N'ayez crainte, notre chauffeur est un as du volant, vous ne risquez rien, nous arriverons bientôt sans encombre ! Tente de relativiser La Fouine.

À cet instant le chauffeur distrait donne un coup de volant pour éviter une 2CV puis s’engage sur le pont qui franchit le Karaphon. Cette fois le dos d’Âne est franchi à plus de 80 kms/h ce qui occasionne une volée de mécontentement parmi les voyageurs. Un peu plus loin la route et la voie tournent à gauche laissant sur la droite la bifurcation vers la D111 (C’est là que s’embranchait, à la Belle Époque, la ligne qui menait à Saint Pathy /Seine, tronçon maintenant inexploité, mais non déféré. La première partie, encore en service, c’est l’antenne qui dessert le dépôt de Konphithur où est garé et entretenu le matériel des T.S.F.) . Nous arrivons dans le secteur où la D22 fait un angle droit alors que la voie, elle, y décrit une jolie courbe pour ensuite de nouveau longer la route.

À cet emplacement, un arrêt facultatif, sous forme d’un abri couvert de chaume, permet éventuellement aux habitants de Cerfeuil de monter dans le train. Ce dernier vient juste d’y passer à allure constante et modérée. Il est dans la ligne droite au moment où le car le double. La Fouine ne manque pas, au passage, de faire un bras d’honneur aux deux amis qui le lui rendent bien. À peine avoir dépassé le train de 100 m que l’on entend un bruit bizarre en provenance du moteur. Après quelques hoquets et soubresauts, le car s'immobilise quelques mètres plus loin.
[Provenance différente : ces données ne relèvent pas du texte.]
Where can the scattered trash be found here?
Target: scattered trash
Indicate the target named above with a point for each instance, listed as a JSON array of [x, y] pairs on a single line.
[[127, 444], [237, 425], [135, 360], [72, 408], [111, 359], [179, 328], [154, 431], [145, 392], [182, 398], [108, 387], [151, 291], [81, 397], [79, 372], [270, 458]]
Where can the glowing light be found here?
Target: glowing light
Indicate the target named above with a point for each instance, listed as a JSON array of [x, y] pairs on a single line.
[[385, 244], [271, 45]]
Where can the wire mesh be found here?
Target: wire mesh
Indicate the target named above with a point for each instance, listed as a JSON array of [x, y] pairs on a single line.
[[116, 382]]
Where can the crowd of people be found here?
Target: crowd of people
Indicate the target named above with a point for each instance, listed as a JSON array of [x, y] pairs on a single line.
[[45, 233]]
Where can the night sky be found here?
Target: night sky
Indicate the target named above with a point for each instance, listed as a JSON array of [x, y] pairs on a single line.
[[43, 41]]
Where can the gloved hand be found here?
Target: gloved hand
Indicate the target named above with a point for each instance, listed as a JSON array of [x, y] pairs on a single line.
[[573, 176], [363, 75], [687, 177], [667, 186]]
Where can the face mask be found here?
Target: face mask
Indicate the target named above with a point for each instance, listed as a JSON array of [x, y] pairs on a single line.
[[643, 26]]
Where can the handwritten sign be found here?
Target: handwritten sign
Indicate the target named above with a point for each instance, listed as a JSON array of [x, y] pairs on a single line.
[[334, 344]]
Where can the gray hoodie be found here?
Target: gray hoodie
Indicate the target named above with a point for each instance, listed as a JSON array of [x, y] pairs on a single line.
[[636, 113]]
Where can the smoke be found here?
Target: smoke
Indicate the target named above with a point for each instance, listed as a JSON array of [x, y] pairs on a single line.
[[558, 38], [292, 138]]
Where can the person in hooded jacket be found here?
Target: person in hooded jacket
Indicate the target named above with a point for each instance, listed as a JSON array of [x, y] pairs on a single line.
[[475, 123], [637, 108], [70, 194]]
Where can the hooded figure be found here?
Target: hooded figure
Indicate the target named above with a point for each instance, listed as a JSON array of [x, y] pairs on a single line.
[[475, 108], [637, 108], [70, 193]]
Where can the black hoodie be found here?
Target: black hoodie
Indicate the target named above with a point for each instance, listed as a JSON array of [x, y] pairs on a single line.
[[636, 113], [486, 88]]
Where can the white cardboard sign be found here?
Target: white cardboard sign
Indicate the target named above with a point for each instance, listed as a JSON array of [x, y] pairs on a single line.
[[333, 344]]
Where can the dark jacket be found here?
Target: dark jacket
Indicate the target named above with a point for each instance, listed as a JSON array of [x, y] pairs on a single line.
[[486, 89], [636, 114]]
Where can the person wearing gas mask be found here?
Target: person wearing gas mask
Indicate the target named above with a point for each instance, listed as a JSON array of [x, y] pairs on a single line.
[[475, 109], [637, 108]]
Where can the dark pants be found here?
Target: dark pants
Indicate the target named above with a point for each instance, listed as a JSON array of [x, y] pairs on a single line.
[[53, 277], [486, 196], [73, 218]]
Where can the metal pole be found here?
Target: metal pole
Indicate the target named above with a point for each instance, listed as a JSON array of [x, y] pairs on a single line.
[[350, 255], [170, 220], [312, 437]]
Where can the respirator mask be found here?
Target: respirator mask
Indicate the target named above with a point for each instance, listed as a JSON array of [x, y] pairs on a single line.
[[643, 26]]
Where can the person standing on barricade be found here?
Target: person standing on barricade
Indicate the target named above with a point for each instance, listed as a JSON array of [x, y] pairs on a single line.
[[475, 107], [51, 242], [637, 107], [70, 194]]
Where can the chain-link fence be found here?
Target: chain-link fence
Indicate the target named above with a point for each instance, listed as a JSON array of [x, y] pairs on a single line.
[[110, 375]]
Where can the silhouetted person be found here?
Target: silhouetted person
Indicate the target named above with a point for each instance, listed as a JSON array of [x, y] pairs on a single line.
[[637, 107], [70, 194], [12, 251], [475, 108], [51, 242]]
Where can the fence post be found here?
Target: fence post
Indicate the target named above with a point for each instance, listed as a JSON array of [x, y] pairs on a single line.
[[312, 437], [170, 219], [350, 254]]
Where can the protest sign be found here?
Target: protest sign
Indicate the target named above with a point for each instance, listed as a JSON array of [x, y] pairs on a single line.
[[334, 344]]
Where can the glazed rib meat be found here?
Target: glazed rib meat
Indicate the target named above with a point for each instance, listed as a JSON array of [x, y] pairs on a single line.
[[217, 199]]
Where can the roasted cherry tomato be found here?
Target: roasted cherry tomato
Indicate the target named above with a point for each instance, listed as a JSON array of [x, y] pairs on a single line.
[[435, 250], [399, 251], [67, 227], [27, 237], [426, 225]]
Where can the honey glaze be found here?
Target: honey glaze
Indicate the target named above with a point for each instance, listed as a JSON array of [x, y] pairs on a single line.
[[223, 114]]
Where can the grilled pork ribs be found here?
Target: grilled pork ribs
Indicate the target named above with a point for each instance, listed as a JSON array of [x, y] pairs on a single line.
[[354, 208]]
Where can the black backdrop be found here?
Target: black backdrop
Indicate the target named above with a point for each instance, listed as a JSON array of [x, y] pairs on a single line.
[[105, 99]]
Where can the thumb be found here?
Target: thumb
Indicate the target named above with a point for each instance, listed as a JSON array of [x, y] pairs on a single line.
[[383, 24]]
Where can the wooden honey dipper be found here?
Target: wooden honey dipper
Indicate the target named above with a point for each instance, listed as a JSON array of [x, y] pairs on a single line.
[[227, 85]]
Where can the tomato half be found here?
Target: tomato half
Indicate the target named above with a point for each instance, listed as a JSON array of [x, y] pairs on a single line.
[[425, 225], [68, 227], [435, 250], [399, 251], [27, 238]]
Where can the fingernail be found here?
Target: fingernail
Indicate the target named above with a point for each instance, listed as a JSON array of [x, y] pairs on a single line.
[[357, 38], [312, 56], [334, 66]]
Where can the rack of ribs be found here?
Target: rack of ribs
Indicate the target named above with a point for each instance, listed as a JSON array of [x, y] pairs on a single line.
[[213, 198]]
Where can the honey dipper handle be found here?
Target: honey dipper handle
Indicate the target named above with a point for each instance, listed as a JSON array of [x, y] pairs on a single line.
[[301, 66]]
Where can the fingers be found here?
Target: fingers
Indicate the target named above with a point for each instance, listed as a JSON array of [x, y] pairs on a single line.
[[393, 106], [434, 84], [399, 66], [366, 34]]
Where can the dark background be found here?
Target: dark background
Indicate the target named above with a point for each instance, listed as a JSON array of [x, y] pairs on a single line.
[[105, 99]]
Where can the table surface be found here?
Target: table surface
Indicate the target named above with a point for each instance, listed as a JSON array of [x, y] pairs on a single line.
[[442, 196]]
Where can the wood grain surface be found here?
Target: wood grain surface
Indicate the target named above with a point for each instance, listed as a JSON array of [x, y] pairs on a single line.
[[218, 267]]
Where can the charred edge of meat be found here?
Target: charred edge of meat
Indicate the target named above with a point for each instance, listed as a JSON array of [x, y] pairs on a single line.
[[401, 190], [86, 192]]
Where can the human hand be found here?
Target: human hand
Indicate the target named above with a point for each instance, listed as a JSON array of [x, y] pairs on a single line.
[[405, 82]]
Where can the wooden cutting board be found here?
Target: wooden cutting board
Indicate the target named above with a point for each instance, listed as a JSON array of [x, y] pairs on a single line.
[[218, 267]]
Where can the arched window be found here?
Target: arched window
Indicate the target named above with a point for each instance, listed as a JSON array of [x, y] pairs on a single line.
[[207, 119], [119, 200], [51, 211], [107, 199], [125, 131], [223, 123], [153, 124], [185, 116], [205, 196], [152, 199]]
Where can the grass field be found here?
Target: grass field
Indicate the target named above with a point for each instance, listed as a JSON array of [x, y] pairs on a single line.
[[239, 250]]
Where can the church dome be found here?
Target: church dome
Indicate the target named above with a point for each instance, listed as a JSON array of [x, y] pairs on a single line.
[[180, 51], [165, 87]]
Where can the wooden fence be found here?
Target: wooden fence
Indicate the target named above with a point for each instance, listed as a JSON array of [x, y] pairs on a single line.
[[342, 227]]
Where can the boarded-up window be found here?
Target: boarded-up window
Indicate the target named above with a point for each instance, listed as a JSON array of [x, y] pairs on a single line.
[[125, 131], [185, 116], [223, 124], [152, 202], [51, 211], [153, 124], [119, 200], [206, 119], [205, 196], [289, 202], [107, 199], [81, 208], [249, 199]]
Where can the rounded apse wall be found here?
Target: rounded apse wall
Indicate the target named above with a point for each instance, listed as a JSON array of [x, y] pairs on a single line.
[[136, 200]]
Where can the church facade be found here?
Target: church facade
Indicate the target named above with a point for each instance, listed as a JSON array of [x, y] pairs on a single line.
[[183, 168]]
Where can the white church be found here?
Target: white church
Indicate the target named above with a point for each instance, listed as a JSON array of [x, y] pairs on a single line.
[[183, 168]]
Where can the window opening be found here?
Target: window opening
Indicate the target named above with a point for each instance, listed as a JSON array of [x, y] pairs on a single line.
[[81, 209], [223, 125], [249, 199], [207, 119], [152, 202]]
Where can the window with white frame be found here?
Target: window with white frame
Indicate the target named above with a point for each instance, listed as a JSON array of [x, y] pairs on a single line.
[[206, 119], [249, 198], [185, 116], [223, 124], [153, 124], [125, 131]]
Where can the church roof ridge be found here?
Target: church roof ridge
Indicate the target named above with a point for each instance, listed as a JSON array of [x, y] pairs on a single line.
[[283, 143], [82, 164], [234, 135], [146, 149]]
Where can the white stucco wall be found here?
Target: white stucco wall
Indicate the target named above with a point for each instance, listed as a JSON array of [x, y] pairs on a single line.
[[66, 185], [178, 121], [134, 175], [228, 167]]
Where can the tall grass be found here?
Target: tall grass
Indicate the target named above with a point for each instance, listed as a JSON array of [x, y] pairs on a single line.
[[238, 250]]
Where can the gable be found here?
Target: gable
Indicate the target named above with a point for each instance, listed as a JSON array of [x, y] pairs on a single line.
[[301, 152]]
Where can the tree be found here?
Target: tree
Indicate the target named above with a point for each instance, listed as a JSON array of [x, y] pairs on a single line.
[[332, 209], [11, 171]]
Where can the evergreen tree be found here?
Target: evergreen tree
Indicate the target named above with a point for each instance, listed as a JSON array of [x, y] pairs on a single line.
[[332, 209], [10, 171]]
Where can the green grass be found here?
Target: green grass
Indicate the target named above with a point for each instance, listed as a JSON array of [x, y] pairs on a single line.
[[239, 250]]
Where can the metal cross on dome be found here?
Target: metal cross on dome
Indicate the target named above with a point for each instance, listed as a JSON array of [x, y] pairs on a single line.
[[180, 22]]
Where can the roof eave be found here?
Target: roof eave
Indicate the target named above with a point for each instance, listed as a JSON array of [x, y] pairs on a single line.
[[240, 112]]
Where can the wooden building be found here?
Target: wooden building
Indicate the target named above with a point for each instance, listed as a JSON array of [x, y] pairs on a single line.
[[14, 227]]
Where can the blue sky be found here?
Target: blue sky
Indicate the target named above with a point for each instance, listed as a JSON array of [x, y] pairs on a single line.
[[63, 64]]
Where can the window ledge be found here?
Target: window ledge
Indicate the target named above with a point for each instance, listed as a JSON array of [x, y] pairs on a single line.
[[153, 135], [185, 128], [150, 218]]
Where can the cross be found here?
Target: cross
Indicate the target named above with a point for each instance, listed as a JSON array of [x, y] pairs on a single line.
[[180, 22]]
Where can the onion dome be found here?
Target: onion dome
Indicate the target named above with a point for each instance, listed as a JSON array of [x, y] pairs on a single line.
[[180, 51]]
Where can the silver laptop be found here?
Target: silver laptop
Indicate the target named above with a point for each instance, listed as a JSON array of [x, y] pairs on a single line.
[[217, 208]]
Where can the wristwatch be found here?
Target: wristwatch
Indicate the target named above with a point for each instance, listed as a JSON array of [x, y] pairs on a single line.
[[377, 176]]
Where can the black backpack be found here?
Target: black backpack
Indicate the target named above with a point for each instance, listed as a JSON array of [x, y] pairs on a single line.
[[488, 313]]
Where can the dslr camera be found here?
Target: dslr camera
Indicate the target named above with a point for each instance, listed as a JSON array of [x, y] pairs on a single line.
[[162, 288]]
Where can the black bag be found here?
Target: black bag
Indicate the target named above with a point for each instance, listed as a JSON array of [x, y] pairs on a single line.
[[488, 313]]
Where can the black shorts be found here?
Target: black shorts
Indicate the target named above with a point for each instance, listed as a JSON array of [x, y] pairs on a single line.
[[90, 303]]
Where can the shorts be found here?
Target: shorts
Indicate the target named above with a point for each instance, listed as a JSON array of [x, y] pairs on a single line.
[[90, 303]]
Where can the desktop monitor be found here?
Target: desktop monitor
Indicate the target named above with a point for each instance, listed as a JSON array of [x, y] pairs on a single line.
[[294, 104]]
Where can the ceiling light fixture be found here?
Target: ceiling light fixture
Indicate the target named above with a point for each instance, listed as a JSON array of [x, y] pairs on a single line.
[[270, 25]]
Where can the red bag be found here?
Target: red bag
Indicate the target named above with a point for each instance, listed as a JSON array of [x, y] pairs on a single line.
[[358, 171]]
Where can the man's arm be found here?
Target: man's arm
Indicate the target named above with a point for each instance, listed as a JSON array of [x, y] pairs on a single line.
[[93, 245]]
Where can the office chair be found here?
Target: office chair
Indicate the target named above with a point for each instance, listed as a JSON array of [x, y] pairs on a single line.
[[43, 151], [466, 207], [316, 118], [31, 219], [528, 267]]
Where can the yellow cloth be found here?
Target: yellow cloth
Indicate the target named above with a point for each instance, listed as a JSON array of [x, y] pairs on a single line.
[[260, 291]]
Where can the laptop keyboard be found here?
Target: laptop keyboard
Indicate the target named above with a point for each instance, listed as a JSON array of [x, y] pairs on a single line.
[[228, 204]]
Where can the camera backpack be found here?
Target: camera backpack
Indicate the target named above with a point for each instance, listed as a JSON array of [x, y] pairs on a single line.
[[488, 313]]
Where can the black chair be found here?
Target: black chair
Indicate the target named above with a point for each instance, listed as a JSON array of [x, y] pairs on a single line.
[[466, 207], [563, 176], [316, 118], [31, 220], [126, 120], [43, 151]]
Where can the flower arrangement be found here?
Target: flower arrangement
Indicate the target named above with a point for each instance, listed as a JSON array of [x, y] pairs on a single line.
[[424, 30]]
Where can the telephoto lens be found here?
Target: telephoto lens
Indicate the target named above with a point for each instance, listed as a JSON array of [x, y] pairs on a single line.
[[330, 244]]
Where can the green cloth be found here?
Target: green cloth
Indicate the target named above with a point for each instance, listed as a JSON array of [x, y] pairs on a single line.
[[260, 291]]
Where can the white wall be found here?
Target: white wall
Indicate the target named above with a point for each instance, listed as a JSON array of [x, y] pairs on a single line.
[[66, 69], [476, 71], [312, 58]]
– Zut, c'est la panne ! s'écrie Tape-dur.

Il quitte son siège, muni de son inséparable marteau, et descend pour voir ce qui se passe.

– Restez à vos places ! Ce n’est rien, annonce La Fouine. Mon collègue va vous arranger ça en deux coups de cuillère à pot. C’est un spécialiste des moteurs. Patientez quelques instants et nous repartons aussitôt !

Le notaire, qui est descendu, s'approche du train tout en sortant son magnifique oignon de la poche de son gilet.

–Cela fait exactement 3 minutes et trente secondes que nous sommes en panne et vu le nombre de pièces que notre chauffeur ausculte, je crains que nous n'en ayons pour plus longtemps.

 

 

– Moi, j’ai compris, je vais prendre le train comme d'habitude. Il n'est jamais en panne lui. Il va peut-être moins vite, mais c'est plus sûr et moins dangereux. Clame l’officier retraité quelque peu agacé.

– Rien ne sert de courir, il faut partir à point, renchérit le notaire qui voulait faire de l’humour de notaire.